To change policy, one must convince citizens, win over legislators, or prevail in court—not persuade one like-minded official to declare an emergency, only to have a pro-abortion-rights successor reverse everything by declaring, “Lack of access to abortion is the real emergency.” Imagine the civic chaos that would follow if abortion were adjudicated in that manner.
Or consider guns. Earlier this year, New York Governor Andrew Cuomo (who has a wildly inflated opinion of his sometimes-disastrous response to COVID-19) declared gun violence a public-health crisis in his state. “If you look at the recent numbers, more people are now dying from gun violence and crime than COVID,” he declared. “Just like we did with COVID, New York is going to lead the nation once again with a comprehensive approach to combatting gun violence.”
Combatting gun violence is a worthy goal. And in declaring the emergency, Cuomo announced certain steps that I happen to favor, such as requiring police departments to release incident-level data on shootings and investing in jobs programs for at-risk youth. But gun policy ought to be decided through normal democratic processes, not emergency declarations, because Americans have had ample time and information to consider the matter.
We all have issues that we wish Congress or our state governments would prioritize or address with the policy we “know” to be better. But marshaling emergency powers to get around deliberative democracy is corrosive and likely to make the status quo more, not less, dysfunctional. Every time politicians say “We should treat this like a public-health emergency,” the public should reflect on whether their intention is to wield power they couldn’t otherwise get. Even during an emergency, officials should not deploy their extraordinary authority in ways that the polity would reject if it had more time and knowledge. How the people are represented may be temporarily altered. The ideal of government by the people should not be.

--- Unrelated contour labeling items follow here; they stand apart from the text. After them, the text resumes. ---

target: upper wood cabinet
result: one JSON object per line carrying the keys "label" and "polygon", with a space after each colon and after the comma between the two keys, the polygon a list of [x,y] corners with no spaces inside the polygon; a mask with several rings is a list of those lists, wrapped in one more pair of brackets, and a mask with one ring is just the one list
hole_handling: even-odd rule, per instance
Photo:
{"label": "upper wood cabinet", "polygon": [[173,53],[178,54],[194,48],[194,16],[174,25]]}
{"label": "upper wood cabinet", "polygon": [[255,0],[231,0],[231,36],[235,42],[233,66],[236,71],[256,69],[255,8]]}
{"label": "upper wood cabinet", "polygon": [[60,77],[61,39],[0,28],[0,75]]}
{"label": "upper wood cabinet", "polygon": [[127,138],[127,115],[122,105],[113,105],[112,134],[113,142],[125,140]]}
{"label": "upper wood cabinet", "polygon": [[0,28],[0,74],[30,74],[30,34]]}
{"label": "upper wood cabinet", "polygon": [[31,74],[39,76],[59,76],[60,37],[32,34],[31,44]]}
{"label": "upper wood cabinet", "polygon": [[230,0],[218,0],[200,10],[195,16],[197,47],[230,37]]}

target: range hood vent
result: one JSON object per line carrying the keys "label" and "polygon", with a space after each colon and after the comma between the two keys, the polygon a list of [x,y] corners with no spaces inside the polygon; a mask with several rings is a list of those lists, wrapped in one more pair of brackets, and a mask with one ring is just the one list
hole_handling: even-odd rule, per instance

And just as government officials shouldn’t expect to apply emergency powers except sparingly and in genuine crises, they should also recognize that those powers cannot go on forever. The longer that the coronavirus pandemic stretches on, the less the use of emergency powers to address it can be justified, because at some point legislators catch up enough to reassume responsibility.
The Delta variant may have “changed the war” against COVID-19, as the CDC famously declared, but we’re past the point where scientific expertise is the main skill set America requires. As Michael Brendan Dougherty put it in National Review, “Governors and presidents cannot set policy just by ‘following the science.’ Science has no legitimate way of assessing the public’s tolerance for certain measures and intrusions. Nor does it have the ability to weigh competing and contrary claims of political and economic liberty against public-health priorities."
Such are the inescapably political questions Americans must face in a future where COVID-19 looks likely to become endemic, but vaccines offer strong protection against serious illness and death. The virus may always remain in our midst. The practice of meeting its challenges by exercising power outside the normal channels of deliberative democracy must not.